Je commencerai donc par William Shakespeare (1564-1616) et sa pièce Beaucoup de bruit pour rien (Much ado about nothing en VO, pièce datant de l'an 1600). Le réalisateur Josh Whedon qui a aussi écrit l'adaptation de la pièce pour le cinéma a choisi de filmer dans un très beau noir et blanc et surtout de déplacer l'histoire dans le temps et l'espace. La pièce d'origine se passait à Messine en Sicile, le film se déroule de nos jours, dans une très belle villa avec piscine certainement aux Etats-Unis. Les personnages sont de haute lignée. Beatrice et Benedict se chamaillent et échangent des propos à fleuret moucheté pendant toute la pièce. A la fin, ils termineront dans les bras l'un de l'autre en même temps qu'un autre couple formé par Hero et Claudio. J'arrête là mon résumé, en ayant omis quelques péripéties dont l'intervention de Dogberry, un officier municipal stupide interprété par Richard Castle (pardon, l'acteur qui joue Richard Castle: Nathan Fillion). Je ne parlerai pas des autres comédiens que je ne connais pas du tout. J'avoue que je n'ai pas été totalement convaincue par le parti pris du réalisateur. J'ai trouvé certains dialogues assez incongrus dans ce contexte moderne. En un mot: surprenant mais je ne regrette rien. La bande-annonce est vraiment bien. En revanche, j'ai préféré la version plus classique réalisé par Kenneth Branagh en 1993 avec Emma Thompson. Mais lire le billet nettement plus positif de Chris.

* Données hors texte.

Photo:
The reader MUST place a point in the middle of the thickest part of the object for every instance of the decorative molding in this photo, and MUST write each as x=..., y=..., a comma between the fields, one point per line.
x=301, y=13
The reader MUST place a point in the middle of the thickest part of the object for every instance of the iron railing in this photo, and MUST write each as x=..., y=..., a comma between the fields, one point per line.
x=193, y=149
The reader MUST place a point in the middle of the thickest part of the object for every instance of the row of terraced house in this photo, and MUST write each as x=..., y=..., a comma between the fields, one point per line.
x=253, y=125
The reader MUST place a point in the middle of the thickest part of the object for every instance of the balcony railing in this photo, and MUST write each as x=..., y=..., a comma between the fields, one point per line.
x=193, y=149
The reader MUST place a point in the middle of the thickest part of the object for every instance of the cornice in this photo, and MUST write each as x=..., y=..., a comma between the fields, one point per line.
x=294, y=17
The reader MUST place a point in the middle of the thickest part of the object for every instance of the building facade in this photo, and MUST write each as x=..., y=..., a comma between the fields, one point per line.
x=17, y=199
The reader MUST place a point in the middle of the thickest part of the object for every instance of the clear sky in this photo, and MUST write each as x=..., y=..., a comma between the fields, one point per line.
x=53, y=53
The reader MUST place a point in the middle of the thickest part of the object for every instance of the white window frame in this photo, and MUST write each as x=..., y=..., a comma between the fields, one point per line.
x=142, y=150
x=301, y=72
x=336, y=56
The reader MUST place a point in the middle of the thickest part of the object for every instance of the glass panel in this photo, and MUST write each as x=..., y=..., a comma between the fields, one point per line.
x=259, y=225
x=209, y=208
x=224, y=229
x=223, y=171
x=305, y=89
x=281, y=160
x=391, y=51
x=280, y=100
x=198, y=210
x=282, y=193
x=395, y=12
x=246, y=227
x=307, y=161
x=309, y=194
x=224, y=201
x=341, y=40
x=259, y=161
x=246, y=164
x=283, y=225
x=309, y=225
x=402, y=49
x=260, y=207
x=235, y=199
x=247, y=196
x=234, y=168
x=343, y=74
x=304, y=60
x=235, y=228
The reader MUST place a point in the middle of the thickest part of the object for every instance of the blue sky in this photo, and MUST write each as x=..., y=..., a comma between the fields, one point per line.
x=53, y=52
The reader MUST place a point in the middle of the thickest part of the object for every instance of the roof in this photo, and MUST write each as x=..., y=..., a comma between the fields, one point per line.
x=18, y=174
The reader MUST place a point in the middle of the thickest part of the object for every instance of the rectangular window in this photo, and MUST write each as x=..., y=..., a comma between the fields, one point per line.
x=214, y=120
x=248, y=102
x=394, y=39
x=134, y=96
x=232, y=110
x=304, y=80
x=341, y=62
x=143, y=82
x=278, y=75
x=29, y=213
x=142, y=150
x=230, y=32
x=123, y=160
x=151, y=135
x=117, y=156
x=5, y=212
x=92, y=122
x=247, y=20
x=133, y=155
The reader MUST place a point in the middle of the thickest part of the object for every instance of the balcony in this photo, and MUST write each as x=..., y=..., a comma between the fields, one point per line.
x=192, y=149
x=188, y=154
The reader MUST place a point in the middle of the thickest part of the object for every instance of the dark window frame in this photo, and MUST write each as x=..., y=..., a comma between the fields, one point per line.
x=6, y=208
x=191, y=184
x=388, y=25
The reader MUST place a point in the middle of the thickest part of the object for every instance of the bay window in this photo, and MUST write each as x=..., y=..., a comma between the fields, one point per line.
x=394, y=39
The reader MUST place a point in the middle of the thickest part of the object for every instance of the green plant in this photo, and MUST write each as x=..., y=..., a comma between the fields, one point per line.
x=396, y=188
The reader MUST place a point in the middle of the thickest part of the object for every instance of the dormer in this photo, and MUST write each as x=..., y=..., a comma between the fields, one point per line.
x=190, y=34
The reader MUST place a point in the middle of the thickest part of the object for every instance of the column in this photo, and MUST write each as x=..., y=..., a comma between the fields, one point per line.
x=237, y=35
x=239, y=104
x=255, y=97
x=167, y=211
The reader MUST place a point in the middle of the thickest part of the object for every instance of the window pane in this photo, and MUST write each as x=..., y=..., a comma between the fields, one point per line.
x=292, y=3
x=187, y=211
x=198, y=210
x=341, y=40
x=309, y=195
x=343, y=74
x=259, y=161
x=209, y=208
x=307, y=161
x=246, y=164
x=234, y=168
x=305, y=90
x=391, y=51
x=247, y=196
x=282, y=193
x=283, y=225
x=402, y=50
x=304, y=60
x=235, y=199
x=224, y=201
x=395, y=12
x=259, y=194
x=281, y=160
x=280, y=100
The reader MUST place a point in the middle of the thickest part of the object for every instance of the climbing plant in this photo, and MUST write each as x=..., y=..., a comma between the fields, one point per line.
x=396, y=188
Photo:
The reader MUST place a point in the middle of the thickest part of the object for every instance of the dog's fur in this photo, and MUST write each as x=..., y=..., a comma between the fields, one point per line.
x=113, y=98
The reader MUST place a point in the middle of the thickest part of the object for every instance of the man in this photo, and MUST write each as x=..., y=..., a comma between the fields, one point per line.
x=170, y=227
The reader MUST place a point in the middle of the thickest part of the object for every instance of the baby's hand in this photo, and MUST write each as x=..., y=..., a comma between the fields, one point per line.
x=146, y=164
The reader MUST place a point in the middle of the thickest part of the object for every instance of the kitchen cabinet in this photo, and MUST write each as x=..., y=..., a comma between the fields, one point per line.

Je passe maintenant à mon mini compte-rendu sur ma soirée théâtrale du mardi 4 février 2014. J'ai assisté à la pièce Les Fausses confidences de Marivaux (1688-1763), l'une de ses pièces les plus célèbres (elle a été écrite en 1737). La pièce fait salle comble tous les soirs. Il faut dire qu'Isabelle Huppert joue le rôle d'Araminte face à Louis Garrel dans le rôle de Dorante. Tous les autres acteurs sont excellents, en particulier Bulle Ogier dans le rôle de Madame Argante, et mention spéciale (pour ma part) à Jean-Damien Barbin qui interprète Arlequin. Avant que la représentation ne commence, on voit Isabelle Huppert s'exercer au Taï-chi au fond la scène. Puis Dorante et son valet Dubois entrent en scène et la pièce commence. Les sentiments gouvernés par l'argent sont un des thèmes centraux de cette pièce. Araminte est une jeune bourgeoise veuve et riche aimée par Dorante, un jeune homme désargenté qui est prêt à tout pour la conquérir (elle ne le connait même pas). Mme Argante, la mère d'Araminte voudrait que sa fille se remarie avec un Comte. Deux heures dix plus tard, Dorante a conquis Araminte mais leur avenir n'est pas tracé. La mise en scène de Luc Bondy est très aérée comme le décor mobile où le blanc domine. Isabelle Huppert, dans sa robe longue et ses talons hauts, n'écrase pas ses partenaires. Marivaux écrivait dans une très belle langue française où l'imparfait du subjonctif était toujours employé à bon escient. On entend très bien le texte. Le spectacle se donne au théâtre de l'Odéon (que j'aime beaucoup) jusqu'au 23 mars 2014, et après il part en tournée en France (à Lyon et Rennes) et en Europe. Essayez d'y aller si vous trouvez des places.